Format for Classes

  • Two hours, once a week
  • Some talk
  • Some listening
  • Some venting--it's personal, safe, intimate
  • Reading--reading aloud and discussing-- encouraging reading outside of class
  • Humor, silliness, laughter and tears
  • Timed writings--the pressure makes one focus

The best plan for writing improvement is to meet and write consistently, once a week for two hours. Classes start with some talk to loosen everyone up, focus everyone in the present moment, get everyone on the same wavelength. Listen to each other, vent a little, get emotionally close so the class is intimate, safe. No one judges or laughs at anyone in the group. Encourage humor, silliness, laughter and tears, both in conversation and in writing. Then, you are ready to write.

Timed writings are helpful because they add enough pressure to shut out the editorial voice that says, "Don't write that, it's a stupid idea." On the other hand, if students are so new at writing that timed writings add more pressure, dispense with intense timed writings. ("We'll write for 15 minutes from the time I say start until the time I say stop, without pausing, without thinking. If you get stuck, just keep writing. Don't worry about staying on the subject.") Instead, say, "Write on this topic as much as you can for the next hour. Save the last 10 minutes to review your writing to see if you're making sense, starting sentences with capital letters, ending with punctuation, checking spelling, indentation, general sense. Remember, don't begin sentences with 'so, just, because, but.' Get your creative ideas down on paper first, then look for mechanical problems. Lose control in the first draft; gain control in the second draft."

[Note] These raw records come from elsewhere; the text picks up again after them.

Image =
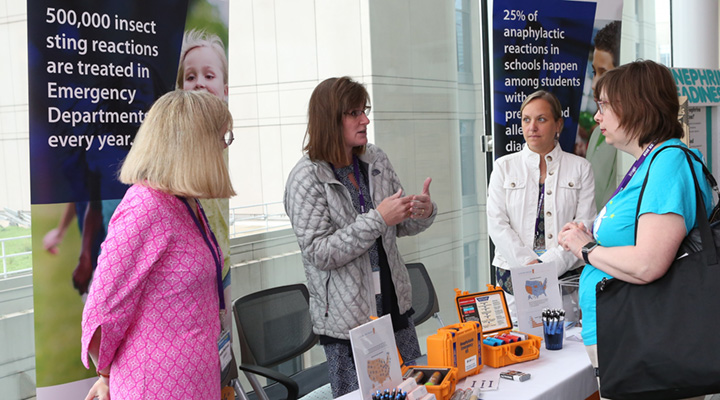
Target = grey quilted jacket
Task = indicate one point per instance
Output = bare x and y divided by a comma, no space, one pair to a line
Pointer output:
335,239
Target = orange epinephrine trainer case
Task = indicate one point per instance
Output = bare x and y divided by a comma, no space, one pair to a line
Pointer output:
491,310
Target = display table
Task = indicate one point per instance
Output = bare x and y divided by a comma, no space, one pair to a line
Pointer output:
556,375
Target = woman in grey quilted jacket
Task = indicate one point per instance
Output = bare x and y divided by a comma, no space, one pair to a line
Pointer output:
347,208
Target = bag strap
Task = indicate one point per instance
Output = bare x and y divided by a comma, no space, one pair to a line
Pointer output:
700,213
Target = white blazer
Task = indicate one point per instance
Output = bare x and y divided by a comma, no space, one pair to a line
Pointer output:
513,200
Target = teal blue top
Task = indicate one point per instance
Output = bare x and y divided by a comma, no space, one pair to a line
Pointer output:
670,189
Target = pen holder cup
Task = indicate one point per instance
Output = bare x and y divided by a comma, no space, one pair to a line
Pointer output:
554,335
569,290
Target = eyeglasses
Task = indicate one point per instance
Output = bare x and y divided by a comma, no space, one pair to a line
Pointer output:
357,113
229,138
601,105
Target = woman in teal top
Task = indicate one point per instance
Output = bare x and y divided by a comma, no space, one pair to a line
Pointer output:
637,112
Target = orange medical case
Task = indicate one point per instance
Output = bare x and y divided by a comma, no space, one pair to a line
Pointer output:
490,308
444,389
459,346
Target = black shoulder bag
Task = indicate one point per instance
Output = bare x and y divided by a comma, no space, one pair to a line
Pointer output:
662,340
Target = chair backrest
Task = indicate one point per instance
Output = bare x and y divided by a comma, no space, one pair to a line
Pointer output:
425,302
274,325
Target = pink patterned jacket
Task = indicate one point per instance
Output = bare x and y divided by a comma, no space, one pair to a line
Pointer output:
154,294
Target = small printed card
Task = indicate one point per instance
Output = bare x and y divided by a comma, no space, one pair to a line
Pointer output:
376,357
536,287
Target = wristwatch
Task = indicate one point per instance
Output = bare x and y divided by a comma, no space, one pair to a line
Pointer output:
590,246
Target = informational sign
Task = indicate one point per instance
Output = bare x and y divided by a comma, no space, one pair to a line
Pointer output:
538,45
376,356
702,89
536,287
701,86
95,69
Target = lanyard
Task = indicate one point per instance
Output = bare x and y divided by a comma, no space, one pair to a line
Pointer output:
217,254
634,168
540,205
356,171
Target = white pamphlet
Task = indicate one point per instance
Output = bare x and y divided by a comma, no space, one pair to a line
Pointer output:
536,287
376,357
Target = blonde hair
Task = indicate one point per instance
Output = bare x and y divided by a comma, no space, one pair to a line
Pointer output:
198,38
179,147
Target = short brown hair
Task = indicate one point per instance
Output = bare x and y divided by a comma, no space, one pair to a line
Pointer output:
179,147
329,101
643,95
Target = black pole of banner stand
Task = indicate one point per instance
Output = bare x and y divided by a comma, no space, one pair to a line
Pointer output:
487,115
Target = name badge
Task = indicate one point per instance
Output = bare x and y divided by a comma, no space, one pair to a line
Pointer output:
376,281
225,349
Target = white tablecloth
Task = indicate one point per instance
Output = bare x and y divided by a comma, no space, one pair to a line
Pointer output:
556,375
564,374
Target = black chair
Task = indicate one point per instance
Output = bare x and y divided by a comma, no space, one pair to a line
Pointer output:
425,302
274,327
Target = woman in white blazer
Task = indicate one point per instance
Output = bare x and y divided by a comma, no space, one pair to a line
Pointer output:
533,193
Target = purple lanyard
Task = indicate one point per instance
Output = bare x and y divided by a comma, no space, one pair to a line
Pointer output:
634,168
216,252
356,171
540,205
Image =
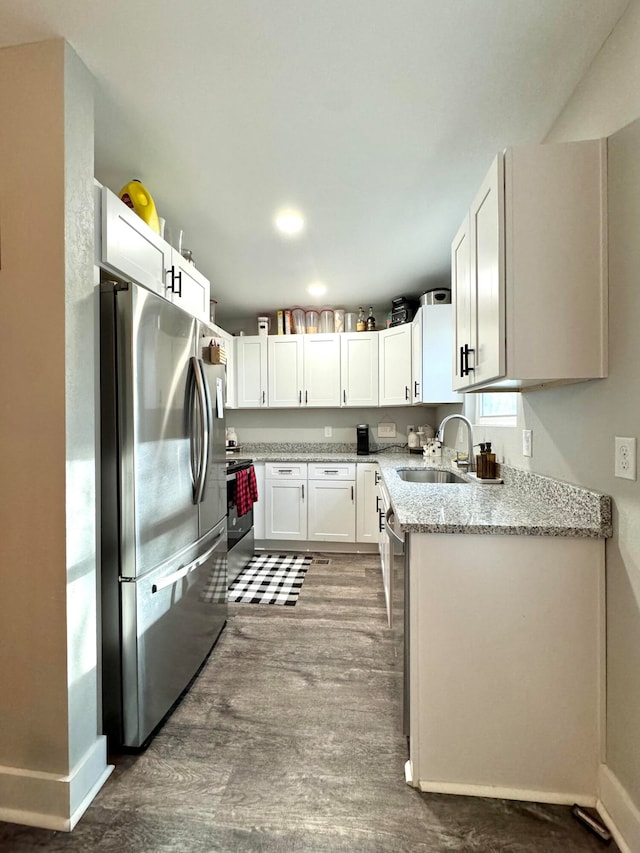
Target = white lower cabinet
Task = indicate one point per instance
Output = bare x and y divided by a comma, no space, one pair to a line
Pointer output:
332,503
367,527
286,501
506,657
316,502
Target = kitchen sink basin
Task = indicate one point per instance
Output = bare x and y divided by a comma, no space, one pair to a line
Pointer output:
429,475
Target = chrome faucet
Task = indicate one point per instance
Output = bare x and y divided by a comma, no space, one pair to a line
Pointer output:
471,466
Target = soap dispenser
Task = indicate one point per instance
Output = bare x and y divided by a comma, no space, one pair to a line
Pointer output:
490,464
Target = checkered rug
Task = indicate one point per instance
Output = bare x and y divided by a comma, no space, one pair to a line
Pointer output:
270,579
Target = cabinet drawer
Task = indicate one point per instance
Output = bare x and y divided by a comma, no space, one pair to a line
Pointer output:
332,471
285,470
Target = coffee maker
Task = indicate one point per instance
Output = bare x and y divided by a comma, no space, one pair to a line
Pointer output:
362,435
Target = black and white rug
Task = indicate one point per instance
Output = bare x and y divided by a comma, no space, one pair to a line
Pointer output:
270,579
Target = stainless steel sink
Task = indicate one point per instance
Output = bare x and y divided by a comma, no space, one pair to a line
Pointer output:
429,475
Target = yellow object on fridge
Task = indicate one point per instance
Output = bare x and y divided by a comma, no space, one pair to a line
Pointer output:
136,196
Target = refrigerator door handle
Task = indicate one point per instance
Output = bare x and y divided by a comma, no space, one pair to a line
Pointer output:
174,577
207,404
198,466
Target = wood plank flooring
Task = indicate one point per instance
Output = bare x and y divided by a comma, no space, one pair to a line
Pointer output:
290,740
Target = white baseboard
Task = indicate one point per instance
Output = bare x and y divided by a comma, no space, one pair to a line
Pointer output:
50,800
618,811
465,790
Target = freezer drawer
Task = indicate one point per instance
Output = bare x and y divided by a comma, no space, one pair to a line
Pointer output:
170,620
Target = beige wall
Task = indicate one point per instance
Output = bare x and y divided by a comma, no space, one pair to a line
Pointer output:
50,751
574,427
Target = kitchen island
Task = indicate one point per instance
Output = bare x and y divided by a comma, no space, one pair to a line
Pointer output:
505,620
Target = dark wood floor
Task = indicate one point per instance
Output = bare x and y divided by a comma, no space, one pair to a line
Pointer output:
290,740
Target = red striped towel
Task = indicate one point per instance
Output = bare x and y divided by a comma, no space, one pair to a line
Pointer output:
246,490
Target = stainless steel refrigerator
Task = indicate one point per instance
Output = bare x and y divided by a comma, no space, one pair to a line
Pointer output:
163,495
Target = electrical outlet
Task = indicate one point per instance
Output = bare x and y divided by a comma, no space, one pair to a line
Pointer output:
625,461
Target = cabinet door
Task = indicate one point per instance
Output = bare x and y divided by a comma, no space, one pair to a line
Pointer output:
359,368
463,340
437,334
332,510
260,504
321,370
251,371
487,265
285,370
417,388
130,247
395,366
366,504
187,287
286,509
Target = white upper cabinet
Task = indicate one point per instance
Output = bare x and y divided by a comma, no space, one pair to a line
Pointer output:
130,247
529,270
321,370
285,359
251,371
395,366
187,287
359,368
437,333
134,251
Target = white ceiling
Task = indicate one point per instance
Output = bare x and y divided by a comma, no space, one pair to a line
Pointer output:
376,118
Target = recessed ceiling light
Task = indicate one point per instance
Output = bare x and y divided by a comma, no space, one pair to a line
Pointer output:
289,222
317,288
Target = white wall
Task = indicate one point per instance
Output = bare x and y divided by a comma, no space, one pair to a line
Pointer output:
293,426
574,427
51,756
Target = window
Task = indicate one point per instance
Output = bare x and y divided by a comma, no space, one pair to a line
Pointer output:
497,409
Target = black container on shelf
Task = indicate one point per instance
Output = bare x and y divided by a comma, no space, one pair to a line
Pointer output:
362,437
402,310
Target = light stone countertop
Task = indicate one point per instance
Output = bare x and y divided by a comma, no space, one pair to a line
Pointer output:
525,505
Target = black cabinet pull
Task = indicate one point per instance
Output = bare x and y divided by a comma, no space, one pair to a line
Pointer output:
175,277
465,370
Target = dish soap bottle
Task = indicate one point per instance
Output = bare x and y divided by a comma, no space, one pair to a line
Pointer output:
371,321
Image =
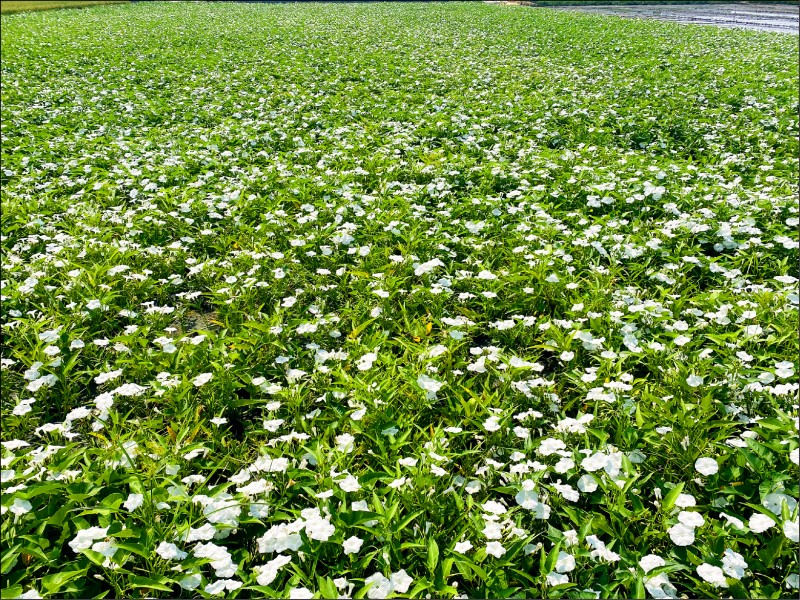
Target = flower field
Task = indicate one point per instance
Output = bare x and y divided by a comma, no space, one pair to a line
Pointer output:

Writing is an act of ego, of saying "I'm here, I'm real and what I think (my life) and feel is important, and I prove that by writing it on paper."

You don't have to suffer from writers block. If you want to write, and you don't want to be dependent on inspiration, make up exercises to access your ideas, your material hidden deep within you.

Begin with creativity, and then go back and learn what you've done. Believe in writing from the unconscious self, from down deep where our stories live. Learn to access the stories in your unconscious self.

Access them for your students by creating exercises that bypass the critical, judgmental, editorial part of the mind, which then allows us to drop down to the center below judgment.